I am a bit behind on my blogging and have so many little things to show but haven’t had the time to blog. This month I am part of the Multicultural Fair at the elementary school. We basically make a station about another country that has a craft, food, posters, flags, and more about a particular country. This event came about because our town is mostly Irish and every year the school has an Irish Fair. The PTA decided it was time for other countries to have their spotlight. Last year, I was crazy and tackled both our own local native culture of the Lenni Lenape and Ghana. Running two tables was complete madness so this year I am just doing one, New Zealand. I chose New Zealand for the simple fact that my sister went on vacation there in February and I knew I would have some great pictures to share.
To represent the Māori people, I am making my daughter a Kapa Haka costume but ordering one for her to wear would use up my entire table’s budget. I started thinking of how to make at least the Piupiu skirt myself and the idea grew to much more.
Homemade Girl’s Piupiu Skirt (on a budget) :
You will need:
- 1 white half apron($5.99 at the Michael’s)
- 1 fat black fabric marker($4.99 at the Michael’s)
- 1 black permanent marker ($.99 each at the Michael’s)

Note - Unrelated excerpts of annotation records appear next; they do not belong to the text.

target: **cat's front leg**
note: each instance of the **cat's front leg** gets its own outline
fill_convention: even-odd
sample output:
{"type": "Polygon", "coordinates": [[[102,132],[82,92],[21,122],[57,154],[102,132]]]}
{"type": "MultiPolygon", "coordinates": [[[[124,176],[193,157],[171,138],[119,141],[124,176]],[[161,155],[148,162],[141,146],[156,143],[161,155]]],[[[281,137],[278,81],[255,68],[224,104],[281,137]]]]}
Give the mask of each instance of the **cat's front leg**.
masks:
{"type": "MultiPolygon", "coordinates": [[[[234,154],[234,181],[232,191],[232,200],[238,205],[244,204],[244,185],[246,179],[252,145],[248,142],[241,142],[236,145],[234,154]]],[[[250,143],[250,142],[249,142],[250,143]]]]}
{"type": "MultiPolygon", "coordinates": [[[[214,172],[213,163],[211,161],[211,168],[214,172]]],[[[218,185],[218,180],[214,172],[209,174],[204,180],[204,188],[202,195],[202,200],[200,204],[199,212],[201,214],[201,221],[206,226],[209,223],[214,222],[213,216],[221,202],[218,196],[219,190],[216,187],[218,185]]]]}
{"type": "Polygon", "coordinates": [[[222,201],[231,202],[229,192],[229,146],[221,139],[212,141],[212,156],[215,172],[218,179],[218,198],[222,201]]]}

- 1 tube of liquid stitch($3.29 at A.C. Moore) – optional
- Using a pencil, mark on the apron where you plan to put your black lines. (My lines were spaced out from the top of the bottom fold: 1.5 inch, 2.5 inch, 3.5 inch, 6 inch, 7 inch, 8 inch, 10.5 inch, 11.5 inch, 12.5 inch and then a line below the belting and one in the middle of the belting.)
- Take your fabric marker and using the widest side, draw the lines horizontally across the apron. Don’t worry if it is not dark enough because we will fix that later.
- Using the black permanent marker, clean up the edges of the lines and fill in any gaps.
- Take your scissors and cut vertical strips up to the belting but do not cut into the belt.
- (Optional) Using liquid stitches, curl your strips into tubs and glue shut to give it a cylindrical look like the flax they are really made from.
Now that the Piupiu skirt is pretty much completed I am ready to take the harder part, the bodice.